Reputation: 41
I have a dataset with several repeated measures over a week for each participant, which I aggregated using `groupby` and `.agg` functions to have the first and the last measurement taken as follows:
df2=df.groupby("ID").agg(['first', 'last']).stack()
Now it looks like this:
| ID | | Age | Score | Measure |
| -- | ---- | --- | ----- | ------ |
| 0 | first| 69 | 48 | 34 |
| | last | 69 | 52 | 33 |
| 1 | first| 58 | 28 | 89 |
| | last | 58 | 14 | 34 |
I want to create a dataset using first and last value aggregates to create a difference between these values for Score and Measure variables. It should look like this:
| ID | Age | Score_diff | Measure_diff |
| -- | --- | ---------- | ------------ |
| 0 | 69 | 4 | 1 |
| 1 | 58 | 14 | 55 |
I am not sure how to approach this (I'm a Python newbie). Is there anyone who could help me out?
Best wishes
Upvotes: 2
Views: 82
Reputation: 24314
import pandas as pd
import numpy as np
you can also do this by:
df=df.reset_index()
result=(df.groupby(['ID','Age'])
.agg(lambda x:abs(np.diff(x)))
.rename(columns=lambda x:x+'_diff')
.reset_index())
Now If you print result
you will get:
ID Age Score_diff Measure_diff
0 69 4 1
1 58 14 55
Upvotes: 2
Reputation: 1575
You could try the following:
import pandas as pd
df2 = df.groupby("id").agg(['first', 'last']).stack().reset_index().set_index("id")
>>> df2
level_1 Age Score Measure
id
0 first 69 48 34
0 last 69 52 33
1 first 58 28 89
1 last 58 14 34
You groupby("id")
so that you apply the following functions to each one of them and agg
them to a list.
df3 = df2.groupby("id").agg(list)
df3["Age"] = df3["Age"].apply(lambda x: x[0]) # x[0] and x[1] are equal
>>> df3
level_1 Age Score Measure
id
0 [first, last] 69 [48, 52] [34, 36]
1 [first, last] 58 [28, 14] [89, 34]
Then you apply a lambda
function to get the difference between the two values.

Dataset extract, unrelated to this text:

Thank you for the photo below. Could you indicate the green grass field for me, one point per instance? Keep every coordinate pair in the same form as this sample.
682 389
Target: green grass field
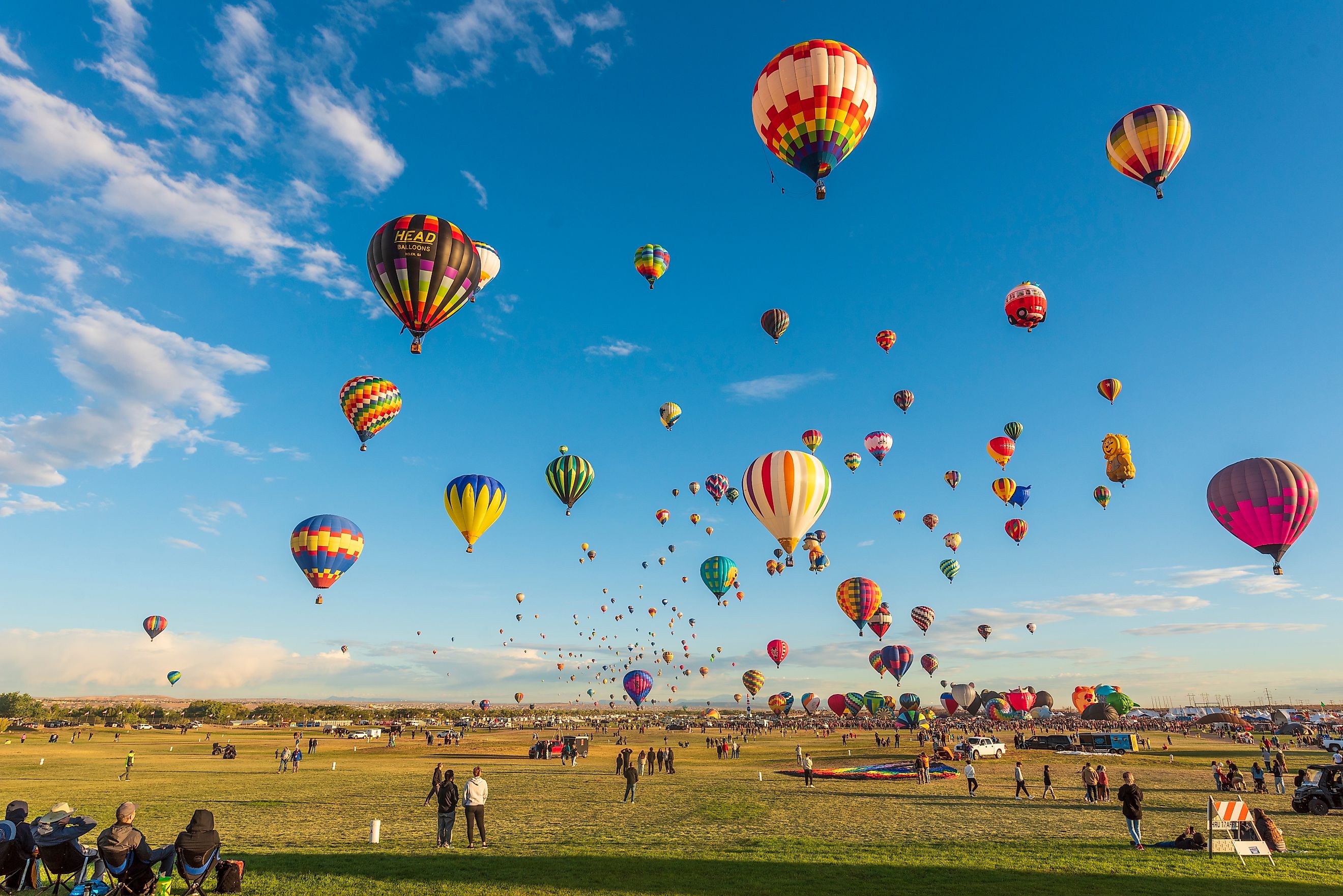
712 828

df3["Score_diff"] = df3["Score"].apply(lambda x: abs(x[1] - x[0]))
df3["Measure_diff"] = df3["Measure"].apply(lambda x: abs(x[1] - x[0]))
And delete the columns you don't want
df3 = df3.drop(columns=["level_1", "Score", "Measure"])
>>> df3
Age Score_diff Measure_diff
id
0 69 4 2
1 58 14 55
Upvotes: 2